所以这就是问题所在。我已经为二进制分频器编写了代码,该分频器应该输出7位7段显示二进制代码以进入8 x 7段显示。 (2个7股分红,除数,商,余数各自和按此顺序)。我的开发板上的这个8 x 7段显示器有一个7位输入(a到g)和一个3位选择。 所以基本的想法是我必须按顺序,连续和足够快地输出被除数,除数,商和余数,这样对于人眼来说输出看起来是恒定的,尽管八个7段中的每一个都是逐个启用的。根据我的输出。 最初,分频器以二进制形式给出所有输出(被除数,除数,商,余数),然后通过函数将其转换为8位bcd,然后bcd数被另一个函数分解为两个4位bcd数(现在我有8个输出变量:2表示被除数,2表示除数等。)这些4位数由另一个函数转换为7段。
以下是完整代码:
library IEEE;
use IEEE.STD_LOGIC_1164.all;
use IEEE.STD_LOGIC_UNSIGNED.all;
use IEEE.STD_LOGIC_ARITH.all;
entity division is
generic(SIZE: INTEGER := 8);
port(reset: in STD_LOGIC; --reset
en: in STD_LOGIC; --enable
clk: in STD_LOGIC; --clock
num: in STD_LOGIC_VECTOR((SIZE - 1) downto 0); --dividend
den: in STD_LOGIC_VECTOR((SIZE - 1) downto 0); --divisor
whatgoes:out STD_LOGIC_VECTOR(6 downto 0) --output
);
end division;
architecture behav of division is
signal bufreg: STD_LOGIC_VECTOR((2 * SIZE - 1) downto 0); --signal array to hold both accumulator and dividend registers as one i.e bufreg(18 bits)

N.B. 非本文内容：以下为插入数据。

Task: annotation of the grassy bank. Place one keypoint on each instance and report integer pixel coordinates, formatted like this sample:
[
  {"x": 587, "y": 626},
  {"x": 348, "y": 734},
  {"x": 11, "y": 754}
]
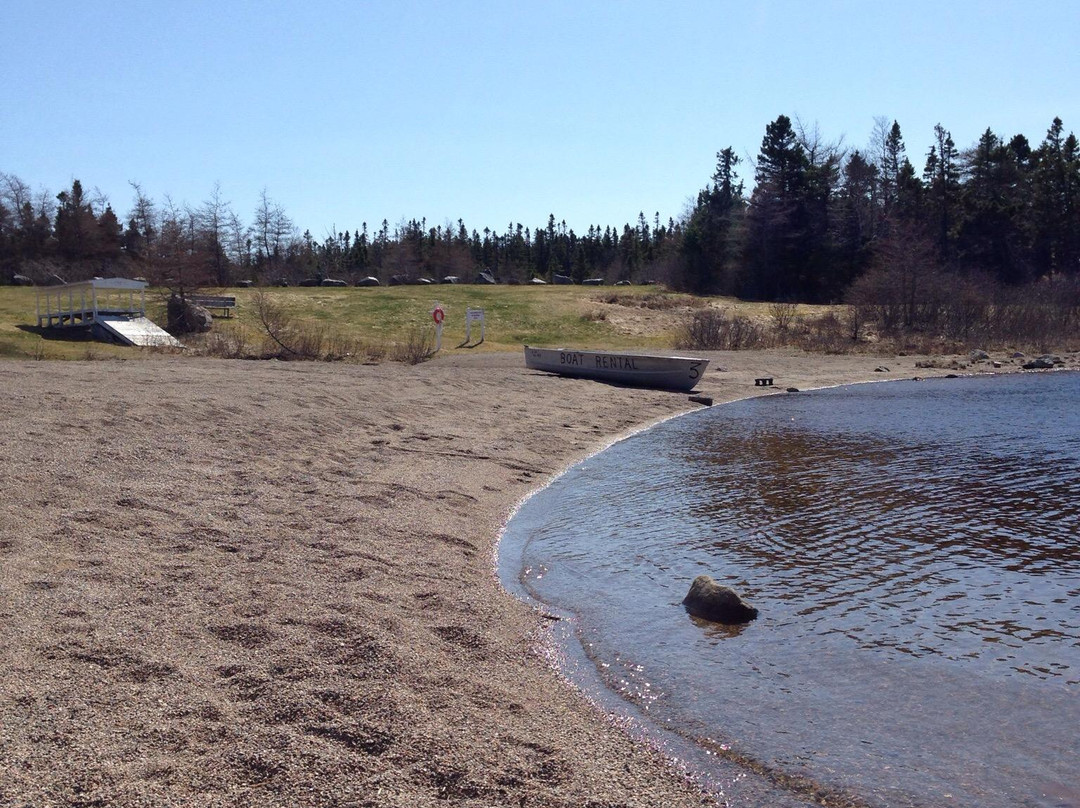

signal dbuf: STD_LOGIC_VECTOR((SIZE - 1) downto 0); --signal array to hold the divisor
signal count: INTEGER range 0 to SIZE; --count to determine when to stop
signal MYcount: INTEGER range 0 to 100;
signal res: STD_LOGIC_VECTOR((SIZE - 1) downto 0); --result/quotient
signal rm : STD_LOGIC_VECTOR((SIZE - 1) downto 0); --remainder
alias ADreg is bufreg((2 * SIZE - 1) downto SIZE); --ADreg is is alias for top half of bufreg register(17th to 9th bit)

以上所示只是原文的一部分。